At weekend fundraisers, Biden said of Obama, "Watch, we're gonna have an international crisis, a generated crisis, to test the mettle of this guy."
McCain went on the criticize Obama's opposition to President Bush's decision to send tens of thousands of additional U.S. troops to Iraq, as well as his rival's more restrained response to Russia's invasion of Georgia this summer.
Obama gained a forceful rebuttal to those concerns over the weekend, when former Secretary of State Colin Powell, a retired four-star general and former chairman of the Joint Chiefs of Staff, endorsed Obama and attested to his readiness to be president.
Powell also criticized McCain's selection of Alaska Gov. Sarah Palin as his running mate, saying she failed to meet the primary qualification for a vice president: the ability to assume the presidency at any time.
The attacks on Obama are one element in a sharpened stump speech in which McCain also accused his rival of having socialistic tax policies. They come two weeks before Election Day, and as Obama maintains a lead in national polling as well as in surveys conducted in key battleground states.
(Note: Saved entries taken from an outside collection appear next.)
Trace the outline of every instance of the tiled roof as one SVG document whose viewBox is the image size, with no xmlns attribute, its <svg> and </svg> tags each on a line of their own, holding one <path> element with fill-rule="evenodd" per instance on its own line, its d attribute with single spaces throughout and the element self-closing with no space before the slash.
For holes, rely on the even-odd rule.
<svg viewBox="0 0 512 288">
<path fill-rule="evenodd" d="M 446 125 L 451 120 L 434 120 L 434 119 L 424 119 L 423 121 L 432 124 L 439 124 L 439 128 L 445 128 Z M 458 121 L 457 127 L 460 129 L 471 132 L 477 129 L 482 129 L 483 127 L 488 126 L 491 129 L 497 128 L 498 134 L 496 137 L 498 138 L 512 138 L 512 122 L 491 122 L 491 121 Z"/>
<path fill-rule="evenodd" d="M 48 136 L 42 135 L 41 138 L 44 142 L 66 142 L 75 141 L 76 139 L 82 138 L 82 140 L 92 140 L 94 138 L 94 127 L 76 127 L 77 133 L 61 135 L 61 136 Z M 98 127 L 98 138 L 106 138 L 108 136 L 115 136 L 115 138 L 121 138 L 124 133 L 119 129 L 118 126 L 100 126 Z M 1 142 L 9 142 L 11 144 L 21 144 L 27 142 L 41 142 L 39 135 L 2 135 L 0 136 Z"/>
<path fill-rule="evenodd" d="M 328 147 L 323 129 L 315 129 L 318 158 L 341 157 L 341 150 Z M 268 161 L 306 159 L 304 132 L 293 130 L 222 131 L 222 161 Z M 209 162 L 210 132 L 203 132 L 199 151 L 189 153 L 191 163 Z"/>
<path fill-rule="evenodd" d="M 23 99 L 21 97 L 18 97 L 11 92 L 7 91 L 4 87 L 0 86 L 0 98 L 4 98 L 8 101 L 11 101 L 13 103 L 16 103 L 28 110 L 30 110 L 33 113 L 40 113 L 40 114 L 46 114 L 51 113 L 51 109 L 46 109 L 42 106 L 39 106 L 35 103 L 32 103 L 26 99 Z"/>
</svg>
It was unclear whether McCain might step back from his attacks after Obama's campaign announced that he will suspend campaigning for two days later this week to visit his gravely ill, 85-year-old grandmother in Hawaii.
Amid concern that battleground states were slipping from their grasp, McCain aides scheduled a daylong tour across Pennsylvania on Tuesday.
McCain scheduled rallies in Bensalem, near Philadelphia; Harrisburg; and Moon Township, outside Pittsburgh.